Savais-je que je me trouvais soudain dans ce silence intolérable? Avec, devant moi, le puits?
Elle est tombée en arrière. Des jupes à fleur d'eau, des remous,  comme quand on a noyé un animal. Pas de figure humaine.
Ainsi le Journal commente la mort de Mme Renard.
Dans ce puits. Ici même.
Le fils veut descendre dans le seau au bout de la chaine. Mais la chaîne est enroulée.
- Mes bottines sont ridiculement trop longues et plient au fond du seau.
Des ouvriers descendent par une échelle et ramènent le corps.
"Figure un peu effrayante qui sort du puits", note Renard.
Puis, plus tard:
"Accident impénétrable.

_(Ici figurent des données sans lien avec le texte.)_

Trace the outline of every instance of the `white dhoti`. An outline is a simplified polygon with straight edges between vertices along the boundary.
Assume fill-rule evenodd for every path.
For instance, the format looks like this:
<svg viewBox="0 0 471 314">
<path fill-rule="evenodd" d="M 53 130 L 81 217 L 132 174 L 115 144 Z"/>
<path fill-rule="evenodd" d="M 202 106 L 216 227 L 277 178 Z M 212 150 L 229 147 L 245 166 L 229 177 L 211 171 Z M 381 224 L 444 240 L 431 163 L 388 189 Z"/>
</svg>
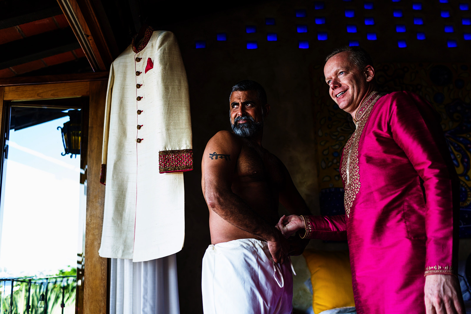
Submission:
<svg viewBox="0 0 471 314">
<path fill-rule="evenodd" d="M 205 314 L 290 314 L 292 286 L 289 261 L 275 263 L 265 241 L 211 244 L 203 258 Z"/>
</svg>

Jeu lent de la lune sur le drap.  Il a fallu qu'elle tombe comme un bois mort. Pas une égratignure. Un dégoût. Mais un dégoût de quoi? Je ne saurais le dire."
Le soir tombe sur Chitry où les morts fidèles reviennent, tels que Renard les avait pressentis au hasard des ronces qui retenaient son bras, de la main nocturne qui battait à la persienne. Ils reviennent comme le petit Joseph, le dernier né de Ragotte, valet de chambre à Paris, qui se promenait la nuit, parmi les choux, sous la forme d'une lanterne; comme la vieille Honorine qui mourut sous sa brouette et qui continue le soir, dans les ornières de pluie, à pousser sa charge de lessive.
Et l'on n'ose plus marcher sur l'herbe, et l'on n'ose plus interroger la nuit noire où Poil de Carotte tremblait d'aller fermer, au fond du jardin, la porte des poules...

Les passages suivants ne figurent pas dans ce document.